We have already set in motion a plan to have a separate product for the hospital that could be used much more economically and fit within the DRG.
Yes. Like you mentioned, saving the hospital's money is key to getting them to use the product. Based on the efficacy data that you showed, it's great to help the patients, but helping the hospitals and the insurance companies is the other side of the coin. It's really important. Yes. It's good to see that all of those trends and advantages work in your favor. You mentioned the shift to chronic use where there are existing drugs. What are your plans there? Is there any data that you can share, either existing or coming up?
As shown on the slide deck, we have chronic data, placebo-controlled trial.
If we look across the other published studies with the approved drugs, we think we have amongst the best, if not clearly the best improvement in airway function. I think as a class, the IL-4s do much better in terms of improvement of lung function than some of the other mechanisms. We have some preclinical data we're working on that we believe will provide the underpinning for why that is and hope to have that data coming out later this year. From the point of view of forward-looking catalysts, we have, as I said, some preclinical data, which we hope will really highlight the differences of our product as well as early next year, the first half of next year, I should say specifically. We expect to have the results from the two phase 2 trials.
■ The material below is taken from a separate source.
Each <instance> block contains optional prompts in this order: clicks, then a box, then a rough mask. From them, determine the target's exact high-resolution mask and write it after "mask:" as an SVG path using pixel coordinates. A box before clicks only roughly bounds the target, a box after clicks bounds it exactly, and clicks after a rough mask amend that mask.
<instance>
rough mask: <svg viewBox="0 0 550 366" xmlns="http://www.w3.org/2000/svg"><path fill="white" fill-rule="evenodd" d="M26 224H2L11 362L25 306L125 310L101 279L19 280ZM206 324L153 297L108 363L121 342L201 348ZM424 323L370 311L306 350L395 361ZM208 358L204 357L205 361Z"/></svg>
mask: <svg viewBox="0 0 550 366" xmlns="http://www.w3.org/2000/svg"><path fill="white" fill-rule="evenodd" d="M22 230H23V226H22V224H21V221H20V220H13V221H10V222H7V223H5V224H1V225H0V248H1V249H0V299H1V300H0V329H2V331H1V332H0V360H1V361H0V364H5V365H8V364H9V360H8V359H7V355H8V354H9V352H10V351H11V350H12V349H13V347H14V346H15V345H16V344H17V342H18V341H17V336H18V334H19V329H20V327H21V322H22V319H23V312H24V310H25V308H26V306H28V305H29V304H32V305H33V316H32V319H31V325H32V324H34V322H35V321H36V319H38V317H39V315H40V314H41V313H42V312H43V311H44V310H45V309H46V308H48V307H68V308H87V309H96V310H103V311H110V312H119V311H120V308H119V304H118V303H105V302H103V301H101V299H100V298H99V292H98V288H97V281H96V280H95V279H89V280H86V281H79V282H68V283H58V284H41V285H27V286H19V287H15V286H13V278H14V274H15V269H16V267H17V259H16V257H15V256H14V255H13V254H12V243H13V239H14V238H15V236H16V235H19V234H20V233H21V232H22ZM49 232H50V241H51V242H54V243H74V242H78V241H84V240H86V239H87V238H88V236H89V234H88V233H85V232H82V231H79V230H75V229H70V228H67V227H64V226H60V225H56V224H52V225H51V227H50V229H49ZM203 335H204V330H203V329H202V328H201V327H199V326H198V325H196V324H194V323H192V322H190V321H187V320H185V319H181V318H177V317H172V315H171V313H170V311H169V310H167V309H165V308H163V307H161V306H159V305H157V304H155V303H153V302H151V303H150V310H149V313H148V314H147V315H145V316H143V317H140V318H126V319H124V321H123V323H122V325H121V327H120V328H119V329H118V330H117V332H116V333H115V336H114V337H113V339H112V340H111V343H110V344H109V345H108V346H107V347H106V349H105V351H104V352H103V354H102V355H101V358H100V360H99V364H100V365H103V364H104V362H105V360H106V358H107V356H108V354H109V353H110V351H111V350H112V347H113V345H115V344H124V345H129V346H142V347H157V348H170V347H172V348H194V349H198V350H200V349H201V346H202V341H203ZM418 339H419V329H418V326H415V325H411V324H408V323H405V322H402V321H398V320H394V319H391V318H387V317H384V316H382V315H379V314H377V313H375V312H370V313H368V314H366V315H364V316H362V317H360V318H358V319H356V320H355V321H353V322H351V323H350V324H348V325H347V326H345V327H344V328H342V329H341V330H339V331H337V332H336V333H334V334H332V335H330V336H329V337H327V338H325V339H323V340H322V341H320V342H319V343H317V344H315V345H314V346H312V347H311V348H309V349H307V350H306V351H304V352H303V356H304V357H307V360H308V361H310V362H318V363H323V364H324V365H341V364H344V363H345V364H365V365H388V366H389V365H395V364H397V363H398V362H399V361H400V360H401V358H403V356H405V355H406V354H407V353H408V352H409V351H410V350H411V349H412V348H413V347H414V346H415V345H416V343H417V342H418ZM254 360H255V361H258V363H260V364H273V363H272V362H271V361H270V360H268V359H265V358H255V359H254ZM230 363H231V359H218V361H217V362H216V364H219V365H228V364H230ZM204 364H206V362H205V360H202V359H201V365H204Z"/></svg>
Data from the two studies, first half of next year, we have a runway into 2027.
Great. Okay. Just keeping an eye on the clock, this has been a really interesting presentation, and we could probably continue for another half hour. Are there any closing remarks other than the milestones that you just mentioned?
That's it for me. I appreciate the opportunity to be here. Thank you.
Thank you for joining us. Thank everyone online. Have a great day, everybody.